Francis Durbridge’s “Melissa”

One of our Christmas DVD treats was Francis Durbridge’s mystery drama Melissa, which was televised in 1974. Starring that very fine actor Peter Barkworth, it was in three parts and we watched over three weeks to get the original effect. Although we both remember seeing it when it was broadcast, luckily we didn’t recall more than the premise.

Guy Foster is an unemployed Fleet Street journalist who’s writing a novel. When he comes home one evening, his wife Melissa and their friends Paula and Felix are waiting to go to a party. Guy’s forgotten they’re going out and cries off as he’s tired. The others leave without him. Later that evening Melissa telephones him and persuades him to meet her at the home of another guest. When Guy stops at a police car to ask directions, he hears that a woman’s body has just been found. To his horror the corpse is Melissa.

From that moment Guy’s world disintegrates as he’s under suspicion for his wife’s murder. A baffling series of events seem to show that he’s been expertly framed as he struggles to find the truth before he’s arrested. The plot is full of the dazzling twists and cliff-hangers that were Francis Durbridge’s trademark. Guy starts to wonder just how well he knew his wife and who is out to destroy him?

Peter Barkworth was superb in a role that’s akin to Hitchcock with its innocent-in-peril theme.
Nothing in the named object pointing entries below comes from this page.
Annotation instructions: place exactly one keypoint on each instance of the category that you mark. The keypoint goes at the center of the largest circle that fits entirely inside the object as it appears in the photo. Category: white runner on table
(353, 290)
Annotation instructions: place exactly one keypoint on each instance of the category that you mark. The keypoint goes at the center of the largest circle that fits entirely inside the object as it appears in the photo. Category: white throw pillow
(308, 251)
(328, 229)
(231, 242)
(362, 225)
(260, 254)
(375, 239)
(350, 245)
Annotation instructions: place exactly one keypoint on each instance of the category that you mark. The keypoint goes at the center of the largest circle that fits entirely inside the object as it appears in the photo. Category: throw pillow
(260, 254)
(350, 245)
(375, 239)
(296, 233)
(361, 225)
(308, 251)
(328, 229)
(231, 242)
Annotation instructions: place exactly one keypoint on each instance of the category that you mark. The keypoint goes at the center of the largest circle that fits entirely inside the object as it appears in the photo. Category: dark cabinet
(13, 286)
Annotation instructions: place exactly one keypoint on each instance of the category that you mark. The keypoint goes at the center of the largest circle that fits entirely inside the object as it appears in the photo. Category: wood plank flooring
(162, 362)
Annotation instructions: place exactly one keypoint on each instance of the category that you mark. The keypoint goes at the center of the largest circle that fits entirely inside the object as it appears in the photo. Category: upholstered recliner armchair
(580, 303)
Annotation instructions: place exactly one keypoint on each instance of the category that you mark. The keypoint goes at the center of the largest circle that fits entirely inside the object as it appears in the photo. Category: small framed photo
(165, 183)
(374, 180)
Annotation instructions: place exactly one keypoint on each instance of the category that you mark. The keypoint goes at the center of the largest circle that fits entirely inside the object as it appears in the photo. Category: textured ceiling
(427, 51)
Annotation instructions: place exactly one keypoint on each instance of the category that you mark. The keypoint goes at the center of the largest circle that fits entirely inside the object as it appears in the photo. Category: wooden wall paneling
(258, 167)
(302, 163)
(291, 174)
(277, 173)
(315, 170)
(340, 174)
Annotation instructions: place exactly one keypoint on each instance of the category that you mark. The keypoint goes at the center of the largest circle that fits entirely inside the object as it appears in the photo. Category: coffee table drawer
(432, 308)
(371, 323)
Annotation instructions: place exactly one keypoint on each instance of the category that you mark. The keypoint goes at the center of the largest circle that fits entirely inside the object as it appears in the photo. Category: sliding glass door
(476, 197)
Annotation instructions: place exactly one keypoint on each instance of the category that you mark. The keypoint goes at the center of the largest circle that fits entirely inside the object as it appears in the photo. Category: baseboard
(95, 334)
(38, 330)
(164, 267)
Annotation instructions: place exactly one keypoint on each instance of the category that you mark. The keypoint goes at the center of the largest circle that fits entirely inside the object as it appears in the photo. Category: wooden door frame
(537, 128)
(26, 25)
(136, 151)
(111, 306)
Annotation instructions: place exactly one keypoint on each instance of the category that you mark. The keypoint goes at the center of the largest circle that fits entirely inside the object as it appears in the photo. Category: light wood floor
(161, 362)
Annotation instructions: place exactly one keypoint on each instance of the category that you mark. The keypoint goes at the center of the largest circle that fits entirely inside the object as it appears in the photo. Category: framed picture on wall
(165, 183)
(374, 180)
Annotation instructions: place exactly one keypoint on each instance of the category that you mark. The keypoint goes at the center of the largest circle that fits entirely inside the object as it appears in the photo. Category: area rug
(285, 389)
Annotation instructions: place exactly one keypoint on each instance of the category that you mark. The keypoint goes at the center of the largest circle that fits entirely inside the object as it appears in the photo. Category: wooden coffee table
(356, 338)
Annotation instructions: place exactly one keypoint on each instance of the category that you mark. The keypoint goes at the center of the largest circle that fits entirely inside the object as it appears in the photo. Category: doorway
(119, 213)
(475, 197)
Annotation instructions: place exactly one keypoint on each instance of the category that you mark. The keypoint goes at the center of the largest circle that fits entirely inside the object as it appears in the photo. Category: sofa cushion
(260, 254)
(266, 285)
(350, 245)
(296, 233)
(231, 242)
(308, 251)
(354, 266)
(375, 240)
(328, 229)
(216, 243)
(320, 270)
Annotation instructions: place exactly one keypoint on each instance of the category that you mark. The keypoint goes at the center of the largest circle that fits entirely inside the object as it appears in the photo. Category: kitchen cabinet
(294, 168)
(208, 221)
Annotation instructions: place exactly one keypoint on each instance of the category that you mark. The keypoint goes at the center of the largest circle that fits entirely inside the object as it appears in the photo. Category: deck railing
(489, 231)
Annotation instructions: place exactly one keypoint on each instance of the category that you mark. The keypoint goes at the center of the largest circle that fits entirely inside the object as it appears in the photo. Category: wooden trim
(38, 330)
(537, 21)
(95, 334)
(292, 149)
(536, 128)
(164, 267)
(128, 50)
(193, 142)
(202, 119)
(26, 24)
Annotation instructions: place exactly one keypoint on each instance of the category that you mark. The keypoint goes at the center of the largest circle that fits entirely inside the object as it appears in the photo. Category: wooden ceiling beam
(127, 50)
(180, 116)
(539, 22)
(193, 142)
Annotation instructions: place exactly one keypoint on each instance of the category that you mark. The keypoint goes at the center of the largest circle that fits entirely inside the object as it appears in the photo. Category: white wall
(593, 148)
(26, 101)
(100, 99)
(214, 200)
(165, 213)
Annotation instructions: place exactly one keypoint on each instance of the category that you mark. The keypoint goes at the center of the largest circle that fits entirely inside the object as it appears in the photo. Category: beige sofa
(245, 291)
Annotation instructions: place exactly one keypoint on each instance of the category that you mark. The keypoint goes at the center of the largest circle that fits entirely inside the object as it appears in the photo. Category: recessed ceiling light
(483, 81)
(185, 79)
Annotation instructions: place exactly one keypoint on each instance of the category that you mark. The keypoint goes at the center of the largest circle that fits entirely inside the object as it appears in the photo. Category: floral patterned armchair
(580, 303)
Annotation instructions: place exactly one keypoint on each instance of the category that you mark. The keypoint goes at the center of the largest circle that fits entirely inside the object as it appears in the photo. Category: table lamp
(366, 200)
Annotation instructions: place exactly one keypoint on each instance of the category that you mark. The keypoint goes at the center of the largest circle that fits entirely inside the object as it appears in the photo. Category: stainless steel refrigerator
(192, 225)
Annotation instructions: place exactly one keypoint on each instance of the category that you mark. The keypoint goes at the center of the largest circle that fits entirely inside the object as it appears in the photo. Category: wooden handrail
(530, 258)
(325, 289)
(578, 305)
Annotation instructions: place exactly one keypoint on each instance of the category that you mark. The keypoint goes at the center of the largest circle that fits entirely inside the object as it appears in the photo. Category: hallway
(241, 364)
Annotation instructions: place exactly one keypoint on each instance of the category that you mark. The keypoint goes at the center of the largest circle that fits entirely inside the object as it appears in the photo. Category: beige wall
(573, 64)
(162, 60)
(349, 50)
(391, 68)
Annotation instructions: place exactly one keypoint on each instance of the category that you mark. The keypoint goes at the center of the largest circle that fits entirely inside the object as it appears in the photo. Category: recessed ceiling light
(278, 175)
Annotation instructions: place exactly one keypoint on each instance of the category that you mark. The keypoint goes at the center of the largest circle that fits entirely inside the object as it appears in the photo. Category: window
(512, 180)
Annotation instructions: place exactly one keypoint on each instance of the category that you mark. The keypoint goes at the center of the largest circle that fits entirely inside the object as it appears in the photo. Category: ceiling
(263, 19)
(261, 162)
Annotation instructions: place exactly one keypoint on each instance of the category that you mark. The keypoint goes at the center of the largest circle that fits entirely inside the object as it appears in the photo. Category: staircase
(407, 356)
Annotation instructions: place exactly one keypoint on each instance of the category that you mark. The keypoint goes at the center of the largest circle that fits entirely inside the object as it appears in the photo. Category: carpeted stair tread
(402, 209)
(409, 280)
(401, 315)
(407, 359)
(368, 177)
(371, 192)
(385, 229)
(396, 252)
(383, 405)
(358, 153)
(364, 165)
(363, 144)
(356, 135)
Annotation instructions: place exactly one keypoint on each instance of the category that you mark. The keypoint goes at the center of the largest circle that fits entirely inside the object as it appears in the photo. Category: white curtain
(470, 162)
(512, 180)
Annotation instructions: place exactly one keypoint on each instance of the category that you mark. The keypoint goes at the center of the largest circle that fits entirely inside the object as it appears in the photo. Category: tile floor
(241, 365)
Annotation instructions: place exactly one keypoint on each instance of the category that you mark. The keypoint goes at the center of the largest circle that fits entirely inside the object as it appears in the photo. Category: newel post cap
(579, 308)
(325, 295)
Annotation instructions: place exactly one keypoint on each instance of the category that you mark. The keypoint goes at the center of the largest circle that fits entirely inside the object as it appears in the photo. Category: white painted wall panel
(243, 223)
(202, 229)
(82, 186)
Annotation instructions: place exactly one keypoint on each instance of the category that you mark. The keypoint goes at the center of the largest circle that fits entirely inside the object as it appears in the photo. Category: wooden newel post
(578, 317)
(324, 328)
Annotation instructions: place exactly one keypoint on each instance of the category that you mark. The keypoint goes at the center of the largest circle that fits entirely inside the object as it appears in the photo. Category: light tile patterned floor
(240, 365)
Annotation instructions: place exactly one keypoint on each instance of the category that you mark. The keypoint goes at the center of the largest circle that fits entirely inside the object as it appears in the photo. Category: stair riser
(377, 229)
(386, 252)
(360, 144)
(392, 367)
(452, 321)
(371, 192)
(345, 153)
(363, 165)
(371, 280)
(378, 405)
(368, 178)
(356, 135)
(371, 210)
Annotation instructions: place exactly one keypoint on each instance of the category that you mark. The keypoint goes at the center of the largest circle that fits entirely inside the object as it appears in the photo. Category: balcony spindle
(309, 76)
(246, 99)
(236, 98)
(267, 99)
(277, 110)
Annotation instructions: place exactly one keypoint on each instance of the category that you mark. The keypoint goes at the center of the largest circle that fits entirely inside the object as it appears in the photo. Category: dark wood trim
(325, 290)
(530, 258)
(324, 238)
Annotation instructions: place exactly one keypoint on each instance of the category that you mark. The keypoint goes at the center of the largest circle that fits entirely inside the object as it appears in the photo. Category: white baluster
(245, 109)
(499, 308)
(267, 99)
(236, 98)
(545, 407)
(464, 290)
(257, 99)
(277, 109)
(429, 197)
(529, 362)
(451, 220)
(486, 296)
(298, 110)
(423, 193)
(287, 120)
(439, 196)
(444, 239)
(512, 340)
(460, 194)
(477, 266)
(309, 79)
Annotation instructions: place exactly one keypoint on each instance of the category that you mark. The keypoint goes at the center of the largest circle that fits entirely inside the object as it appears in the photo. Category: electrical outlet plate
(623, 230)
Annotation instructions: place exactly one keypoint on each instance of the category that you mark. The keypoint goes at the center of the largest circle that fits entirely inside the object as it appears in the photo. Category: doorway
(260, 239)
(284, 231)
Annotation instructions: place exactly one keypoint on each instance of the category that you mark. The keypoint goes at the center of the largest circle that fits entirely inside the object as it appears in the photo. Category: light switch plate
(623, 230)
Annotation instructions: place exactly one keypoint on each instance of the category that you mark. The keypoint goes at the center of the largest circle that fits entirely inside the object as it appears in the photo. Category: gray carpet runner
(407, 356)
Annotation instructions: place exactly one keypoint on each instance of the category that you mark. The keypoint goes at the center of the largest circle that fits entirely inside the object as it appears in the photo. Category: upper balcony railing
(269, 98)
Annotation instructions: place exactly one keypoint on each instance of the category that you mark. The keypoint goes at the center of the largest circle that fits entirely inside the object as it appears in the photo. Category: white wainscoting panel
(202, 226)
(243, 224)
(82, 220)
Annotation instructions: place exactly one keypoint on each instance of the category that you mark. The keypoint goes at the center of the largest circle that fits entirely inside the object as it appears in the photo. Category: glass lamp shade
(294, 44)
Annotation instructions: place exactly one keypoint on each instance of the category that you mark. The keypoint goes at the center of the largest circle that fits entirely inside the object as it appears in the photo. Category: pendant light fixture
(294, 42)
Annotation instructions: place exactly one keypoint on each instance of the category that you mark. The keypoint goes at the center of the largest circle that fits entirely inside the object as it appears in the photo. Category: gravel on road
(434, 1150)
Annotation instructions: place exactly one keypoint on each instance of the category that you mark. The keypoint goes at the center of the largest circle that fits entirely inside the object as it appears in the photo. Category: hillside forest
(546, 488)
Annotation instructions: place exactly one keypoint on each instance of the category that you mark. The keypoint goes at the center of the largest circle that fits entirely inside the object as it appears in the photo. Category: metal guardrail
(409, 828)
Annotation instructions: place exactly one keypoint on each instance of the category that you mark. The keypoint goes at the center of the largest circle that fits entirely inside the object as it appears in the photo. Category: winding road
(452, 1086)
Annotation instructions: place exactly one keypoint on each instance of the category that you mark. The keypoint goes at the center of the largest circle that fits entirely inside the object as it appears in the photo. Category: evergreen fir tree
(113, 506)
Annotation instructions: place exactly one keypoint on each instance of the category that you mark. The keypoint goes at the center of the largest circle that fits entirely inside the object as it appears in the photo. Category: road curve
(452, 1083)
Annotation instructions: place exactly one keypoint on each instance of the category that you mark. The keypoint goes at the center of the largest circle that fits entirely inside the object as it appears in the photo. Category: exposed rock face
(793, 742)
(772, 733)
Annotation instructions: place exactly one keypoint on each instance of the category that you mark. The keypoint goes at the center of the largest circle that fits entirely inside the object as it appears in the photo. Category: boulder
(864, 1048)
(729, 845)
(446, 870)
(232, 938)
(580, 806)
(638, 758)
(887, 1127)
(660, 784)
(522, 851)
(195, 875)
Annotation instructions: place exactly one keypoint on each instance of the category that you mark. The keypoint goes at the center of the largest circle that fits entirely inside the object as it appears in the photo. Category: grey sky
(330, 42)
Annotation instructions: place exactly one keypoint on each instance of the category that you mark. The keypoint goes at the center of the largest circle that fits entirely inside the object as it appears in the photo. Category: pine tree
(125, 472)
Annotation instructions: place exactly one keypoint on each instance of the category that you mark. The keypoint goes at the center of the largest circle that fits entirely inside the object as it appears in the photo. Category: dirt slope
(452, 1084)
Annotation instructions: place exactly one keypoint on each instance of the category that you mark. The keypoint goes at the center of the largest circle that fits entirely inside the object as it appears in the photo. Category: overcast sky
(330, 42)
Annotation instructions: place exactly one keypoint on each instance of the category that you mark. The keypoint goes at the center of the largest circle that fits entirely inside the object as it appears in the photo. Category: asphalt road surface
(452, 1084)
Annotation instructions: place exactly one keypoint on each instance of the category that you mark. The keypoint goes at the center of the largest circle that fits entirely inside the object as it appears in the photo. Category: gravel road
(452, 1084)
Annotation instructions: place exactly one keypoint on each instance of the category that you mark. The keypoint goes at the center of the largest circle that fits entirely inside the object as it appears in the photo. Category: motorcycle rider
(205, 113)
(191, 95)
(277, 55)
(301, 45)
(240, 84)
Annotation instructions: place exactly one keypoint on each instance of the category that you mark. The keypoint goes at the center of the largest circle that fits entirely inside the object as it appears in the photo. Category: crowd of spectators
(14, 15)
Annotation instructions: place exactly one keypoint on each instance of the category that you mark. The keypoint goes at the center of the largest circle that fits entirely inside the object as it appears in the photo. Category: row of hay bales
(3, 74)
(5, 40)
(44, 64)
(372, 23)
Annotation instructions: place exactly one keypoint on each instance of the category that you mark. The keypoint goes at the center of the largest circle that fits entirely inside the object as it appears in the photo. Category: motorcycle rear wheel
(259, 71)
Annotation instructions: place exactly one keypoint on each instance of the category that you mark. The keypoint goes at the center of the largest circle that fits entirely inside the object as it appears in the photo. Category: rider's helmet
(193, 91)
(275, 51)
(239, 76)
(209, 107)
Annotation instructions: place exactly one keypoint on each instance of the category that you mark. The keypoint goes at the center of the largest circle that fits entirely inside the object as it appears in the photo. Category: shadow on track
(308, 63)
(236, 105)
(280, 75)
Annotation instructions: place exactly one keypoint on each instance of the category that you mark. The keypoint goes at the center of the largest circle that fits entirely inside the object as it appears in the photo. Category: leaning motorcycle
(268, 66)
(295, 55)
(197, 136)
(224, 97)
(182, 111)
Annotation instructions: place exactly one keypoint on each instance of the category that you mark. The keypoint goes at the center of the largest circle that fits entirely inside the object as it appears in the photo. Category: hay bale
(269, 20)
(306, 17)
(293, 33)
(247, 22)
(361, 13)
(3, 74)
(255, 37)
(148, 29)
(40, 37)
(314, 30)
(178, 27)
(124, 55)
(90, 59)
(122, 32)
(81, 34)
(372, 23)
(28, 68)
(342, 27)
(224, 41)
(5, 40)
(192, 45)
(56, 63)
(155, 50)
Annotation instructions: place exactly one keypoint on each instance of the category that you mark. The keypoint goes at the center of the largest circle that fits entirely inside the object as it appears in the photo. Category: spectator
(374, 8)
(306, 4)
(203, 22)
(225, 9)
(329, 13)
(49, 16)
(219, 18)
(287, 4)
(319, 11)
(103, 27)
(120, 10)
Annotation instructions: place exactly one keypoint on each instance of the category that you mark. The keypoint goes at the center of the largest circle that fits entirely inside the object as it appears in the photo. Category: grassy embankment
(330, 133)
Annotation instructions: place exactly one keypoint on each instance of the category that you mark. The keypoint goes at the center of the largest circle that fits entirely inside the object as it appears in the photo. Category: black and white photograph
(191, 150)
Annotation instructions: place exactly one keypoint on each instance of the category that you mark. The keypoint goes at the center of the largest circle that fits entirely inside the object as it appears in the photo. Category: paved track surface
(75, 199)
He was always one of my favourite actors, effortlessly natural and completely believable. He taught many distinguished actors at R.A.D.A and wrote several books about acting.

The supporting cast are also very good, including Moira Redmond, Joan Benham, Ronald Fraser and Ray Lonnen. Philip Voss is quietly compelling as the enigmatic police inspector.

Much of the drama takes place in the Fosters’ London flat which gives the feeling of watching a stage play and adds to the tense atmosphere. Melissa feels like a masterclass in acting and the scriptwriting of suspense. And it’s a great pleasure to see actors from television’s golden age of drama.

This was the second version of Melissa, the first was televised in 1964. Francis Durbridge then adapted his script into a novel – something he often did -published as My Wife Melissa three years later. In a prolific career Durbridge (1912-98) wrote forty-three novels, some in collaboration, seven stage plays and umpteen radio, film and television scripts. His most famous character was of course Paul Temple, closely followed by Tim Frazer.

Melissa is highly recommended and we’re looking forward to getting more of Francis Durbridge’s surviving dramas. It’s a sad loss that so many tapes were wiped by the BBC in the Sixties.